Geneza powstania Skagway sięga roku 1896. To właśnie wtedy trzej poszukiwacze złota odnaleźli je w strumieniu Bonanza Creek wpadającym do rzeki Klondike znajdującej się w Kanadzie. Początkowo całą sprawę utrzymywali w tajemnicy, lecz ostatecznie przybyli do Seatle i dopiero wtedy wszystko się wydało. Z uwagi na fakt, iż wszelkie towary i rozrywki, jakim się oddawali, opłacali złotem, źródło ich bogactwa w końcu wyszło na jaw. Rok później powstało miasto Skagway i już po trzech miesiącach zamieszkało w nim dwadzieścia tysięcy ludzi. Najpierw miejscowość stanowiła handlowe zaplecze i przystanek dla tysięcy poszukiwaczy złota, którzy podążali w sporych rozmiarów szeregu nad rzekę Klondike. Wpierw maszerowali ośmiusetkilometrowym szklakiem prowadzącym przez przełęcz Chilcoot oraz bardzo niebezpieczną Białą Przełęcz (z ang. White Pass). Potem poszukiwacze podążali rajem dla obładowanych złotym kruszcem powracających szczęśliwców. Ten raj został nazwany „piekłem na ziemi”, a określił go tak jeden ze stróżów prawa. Złoto bardzo szybko zmieniało swoich właścicieli utopione w barach, których naliczono wówczas ponad siedemdziesiąt, jak również w domach gry czy domach publicznych, oraz w sakwach rozmaitej maści oszustów-złodziei. Obecnie dzielnica ówczesnych drewnianych domów stanowi Historyczny Park Narodowy Gorączki Złota i mieści się w Klondike (z ang. Klondike Gold Rush National Historic Park). Z kolei w dawnych domach publicznych (lupanarach) urządzono muzea, natomiast w tym najbardziej popularnym – Red Onion Saloon – znajduje się niezwykle stylowy bar, gdzie obsługa nosi stroje pochodzące z XIX wieku, a wśród amatorów wyskokowych trunków od czasu do czasu wybuchają nawet awantury, które kończą się pojedynkiem na rewolwery. Tego rodzaju saloony, w których serwuje się turystom widowiskowe pojedynki, znajdują się przy Broadway Street.

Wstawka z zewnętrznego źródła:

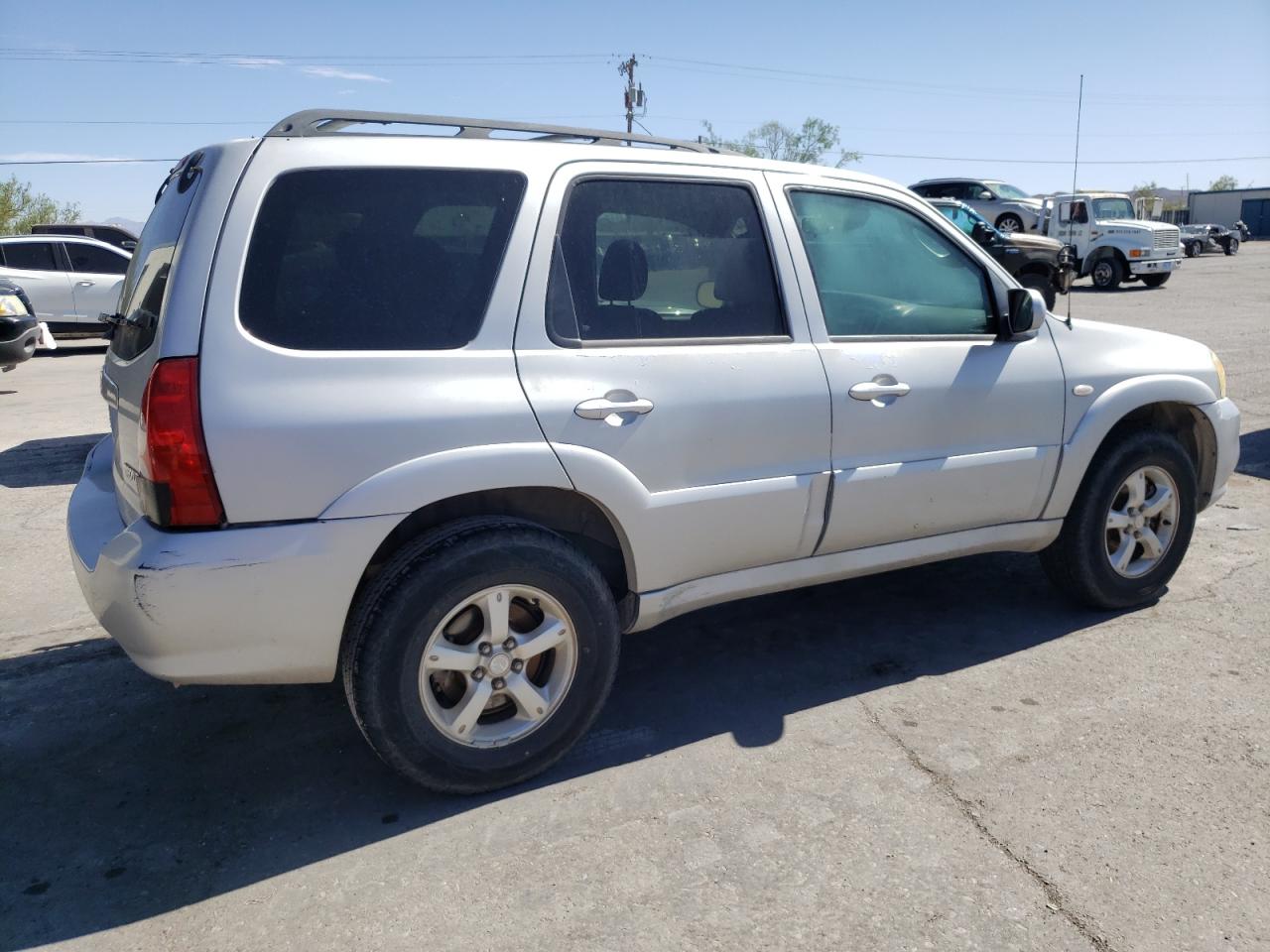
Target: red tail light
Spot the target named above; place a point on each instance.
(178, 489)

Najpopularniejszy bar w Skagway z widowiskowymi
pojedynkami rodem z Dzikiego Zachodu

fot. Wknight94


Kiedy czytałam fragmenty dotyczące właśnie Alaski, nie umiałam oprzeć się wrażeniu, że oglądam pewien amerykański serial pod tytułem Przystanek Alaska, który w połowie lat 90. XX wieku emitował drugi program TVP, a potem też inne stacje telewizyjne. Brakowało mi tylko tych zasp śnieżnych i renifera spacerującego wzdłuż głównej ulicy. Pomyślałam sobie więc, że Skagway to takie serialowe fikcyjne Cicely, w którym mieszka jedynie osiemset trzydzieści dziewięć osób i wszyscy doskonale się tam znają.

Trochę trudniej niż w Skagway żyło się Autorowi książki w Nowym Jorku i Chicago. Tutaj trzeba było już liczyć na siebie albo na innych. Niemniej czasami nawet pomoc znajomych łatwo nie przychodziła. W takich sytuacjach wychodzą na jaw ludzkie wady i zalety. Kiedy jesteśmy w potrzebie, wiemy kto tak naprawdę jest nam życzliwy, a kto tylko tę przyjaźń udaje. O tym Karol Stefański również się przekonał. Wydaje mi się, że pobyt w Ameryce sprawił też, że Autor odkrył w sobie talenty, o których nie miał wcześniej pojęcia. Przypuszczam, że gdyby nie ten wyjazd, do tej pory nie wiedziałby, że potrafi robić rzeczy, które dają mu satysfakcję i sprawiają radość, jak na przykład taniec. Niemniej jednak, wszystko tak naprawdę zależy od ludzi, którymi się otaczamy. I właśnie bardzo wyraźnie wynika to z tej książki. Z jednej strony zaistnienie pewnych okoliczności stanowi łut szczęścia, ale z drugiej bez spotkania odpowiednich osób, nawet szczęście nie miałoby tutaj wiele do powiedzenia.


Panorama Skagway
zdjęcie pochodzi z 1915 roku


Czym zatem może być dla zwykłego czytelnika ta autobiografia? Jak należy ją odbierać? Czy jest to poradnik o tym, w jaki sposób poruszać się w obcym kraju? A może jest to książka traktująca o tym, czego na pewno nie należy robić, wyjeżdżając za granicę? Moim zdaniem Gość w Chicago to lektura, którą należałoby odebrać na swój własny sposób. Dla mnie osobiście jest to książka, dzięki której czytelnik może uwierzyć w marzenia, zważywszy że nie mamy tutaj do czynienia z wydarzeniami fikcyjnymi. Tak więc skoro Autorowi się udało, to dlaczego mnie ma się nie udać? Wystarczy trochę samozaparcia i wiary w to, że marzenia naprawdę mogą się spełnić. Autor używa prostego języka bez jakichś wyszukanych pojęć naukowych. Nie stroni także od humoru i dystansu do samego siebie. Ze swojej strony podziwiam Karola Stefańskiego za odwagę. Na jego przykładzie widać doskonale, do jakich działań jest zdolny człowiek, kiedy mu naprawdę na czymś mocno zależy.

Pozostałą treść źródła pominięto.